On the slopes below, things were going just as planned. Entire stands of lodgepole pine and subalpine fir were turned to ashen toothpicks, while next to them centuries-old larch and ponderosa pine trees stood strong and green. Though another 2,000 acres within the perimeter still remain to be burned — probably with another helicopter drop Monday — the fire experts were watching their prescription achieve its desired goal.
But not everyone was happy with the burn. Tieton resident Doug Nott — who, like his wife, suffers from asthma — woke up Wednesday morning to a wood-smoke smell so strong he thought his adjacent rental house was on fire.
“I understand why they control burn,” Nott said. “But a fire this size? (Forest Service fire officials) are not doing a favor to anybody.”
Cowiche basin resident Randy Ward felt the same way. Although he had read all about how a century of fire suppression had turned much of the Cascades’ eastern slopes into a fire-fuel-laden, unhealthy forest, he questioned the need for so large a controlled burn.

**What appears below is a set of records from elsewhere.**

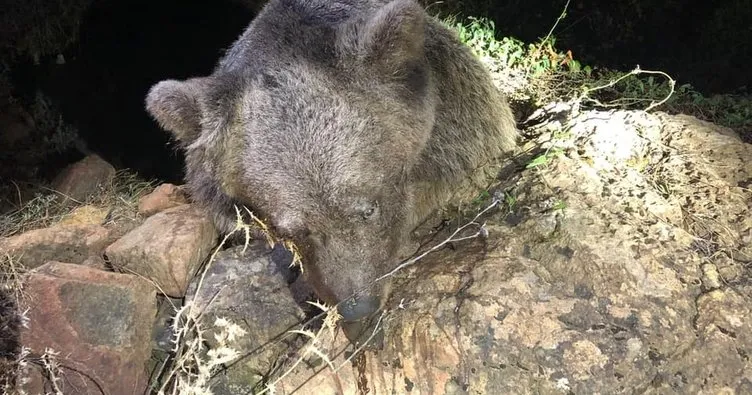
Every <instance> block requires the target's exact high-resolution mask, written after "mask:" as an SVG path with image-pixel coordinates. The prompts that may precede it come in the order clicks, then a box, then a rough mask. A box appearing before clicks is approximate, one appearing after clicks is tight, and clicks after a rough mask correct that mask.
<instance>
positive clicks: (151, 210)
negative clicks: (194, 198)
mask: <svg viewBox="0 0 752 395" xmlns="http://www.w3.org/2000/svg"><path fill="white" fill-rule="evenodd" d="M186 203H188V196H187V195H186V193H185V191H184V190H183V189H182V188H180V187H178V186H175V185H173V184H162V185H160V186H158V187H156V188H155V189H154V191H152V193H150V194H148V195H146V196H143V197H142V198H141V199H139V201H138V212H139V214H141V215H144V216H147V217H148V216H151V215H154V214H156V213H158V212H160V211H164V210H166V209H168V208H172V207H177V206H181V205H183V204H186Z"/></svg>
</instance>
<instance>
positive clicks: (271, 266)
mask: <svg viewBox="0 0 752 395" xmlns="http://www.w3.org/2000/svg"><path fill="white" fill-rule="evenodd" d="M281 249H282V247H281V246H277V247H276V248H275V249H273V250H270V249H269V248H268V247H267V244H266V242H265V241H254V242H252V243H251V244H250V245H249V246H248V248H247V249H246V251H245V252H243V246H237V247H232V248H229V249H227V250H224V251H221V252H220V253H218V254H217V256H216V259H215V261H214V262H212V263H211V266H210V267H209V269H208V271H207V273H206V275H205V276H204V278H203V282H202V283H201V288H200V289H199V288H198V283H199V281H201V278H200V276H196V279H195V280H194V281H193V282H192V283H191V286H190V288H189V290H188V293H187V295H186V300H191V301H192V303H194V308H198V309H200V310H201V311H203V315H202V318H201V322H202V323H203V324H204V325H205V327H206V328H211V330H210V331H209V332H208V333H207V334H206V335H205V338H206V341H207V342H208V343H209V344H210V346H211V347H216V346H217V342H216V340H215V339H214V336H215V334H217V333H218V332H217V330H218V329H219V328H218V327H217V326H215V325H214V323H215V321H216V320H217V319H218V318H222V319H226V320H228V321H230V322H232V323H235V324H238V325H239V326H240V327H241V328H242V329H243V330H244V331H245V332H246V333H245V335H243V336H242V337H240V338H238V339H236V340H234V341H232V342H230V343H229V346H230V347H231V348H233V349H235V350H238V351H239V352H240V354H241V355H243V356H244V357H243V358H241V359H239V360H238V361H237V362H234V363H233V364H232V366H230V367H229V368H228V369H227V370H226V371H224V372H222V373H220V374H219V375H218V377H217V378H216V380H215V382H214V384H213V385H212V388H213V389H214V391H215V393H216V394H228V395H229V394H237V393H250V392H248V391H250V390H251V389H252V387H253V385H254V384H255V383H256V382H257V381H259V380H260V379H261V378H262V377H263V375H264V374H266V373H267V372H268V371H269V370H270V369H271V368H272V367H273V364H274V362H275V361H276V360H277V359H278V358H279V357H280V355H282V354H284V353H285V352H287V350H288V349H289V348H290V345H291V344H292V343H291V341H290V340H291V339H294V338H295V335H291V336H283V335H284V334H285V333H286V332H287V331H288V330H290V329H292V328H294V327H295V325H296V324H299V323H300V322H302V321H303V319H304V318H305V315H304V314H303V312H302V310H301V309H300V307H298V305H297V304H296V302H295V300H294V299H293V295H292V293H291V292H290V289H289V288H288V281H287V280H286V278H285V277H286V272H287V271H288V270H287V265H289V261H288V260H286V259H285V258H286V255H285V254H284V252H283V251H281ZM272 339H274V340H273V341H271V342H270V340H272Z"/></svg>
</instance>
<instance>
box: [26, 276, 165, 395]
mask: <svg viewBox="0 0 752 395" xmlns="http://www.w3.org/2000/svg"><path fill="white" fill-rule="evenodd" d="M24 293H25V295H26V296H25V301H24V304H25V305H24V306H22V309H23V308H28V313H27V317H28V324H27V325H26V328H25V329H23V330H22V332H21V343H22V344H23V345H24V346H26V347H29V348H30V349H31V353H32V355H36V356H40V355H42V354H43V353H45V351H46V350H47V349H49V350H53V351H54V352H55V353H56V356H55V357H54V358H55V360H56V361H57V364H58V366H59V370H58V372H56V374H58V375H59V376H58V377H59V378H61V379H60V380H58V381H57V385H58V386H59V388H60V390H61V391H62V393H64V394H73V393H76V394H101V393H103V391H104V393H108V394H113V395H114V394H134V393H139V392H141V391H143V389H145V388H146V385H147V382H148V372H146V371H145V369H144V367H145V364H146V361H147V360H148V358H149V356H150V351H151V347H150V342H149V338H150V335H151V327H152V322H153V320H154V317H155V314H156V293H155V291H154V288H153V287H152V286H151V284H149V283H148V282H146V281H144V280H142V279H140V278H138V277H136V276H130V275H125V274H117V273H107V272H104V271H102V270H97V269H93V268H90V267H86V266H82V265H74V264H68V263H60V262H49V263H47V264H45V265H44V266H41V267H39V268H38V269H37V270H36V271H34V272H32V273H31V274H30V275H29V277H28V278H27V280H26V284H25V287H24ZM30 379H31V381H30V382H29V383H27V384H26V386H25V389H26V390H27V391H28V393H34V394H36V393H43V389H44V390H45V391H50V390H51V388H52V387H51V383H50V382H49V380H44V379H42V377H41V376H40V375H31V376H30Z"/></svg>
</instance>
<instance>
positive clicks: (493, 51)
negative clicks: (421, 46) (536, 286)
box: [442, 13, 752, 160]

“I think they could have taken a more structured approach and not done it all at once,” he said. “You can’t reverse 100 years of bad decisions in a year or two. It’s going to take them a while. Or it should, anyway.”
Yakima Regional Clean Air Agency public-information officer Dave Caprile had already fielded his share of angry callers, each time trying to assuage their concerns while explaining the need for the controlled-burn process.
“What really has to happen,” he said, “is the community as a whole has to buy into it.”
Atop Bethel Ridge, as it turned out, the fire experts weren’t the only ones who understood that.
Bowhunter Matt Lewis was atop the ridge scouting for deer, not far from the wooded spot where he and his father were camped. The smoke in the air didn’t bother him in the least.
“Ah, you know,” he said, cocking his head. “Most of the time, it’s bad news, but hey … this is good news, right?”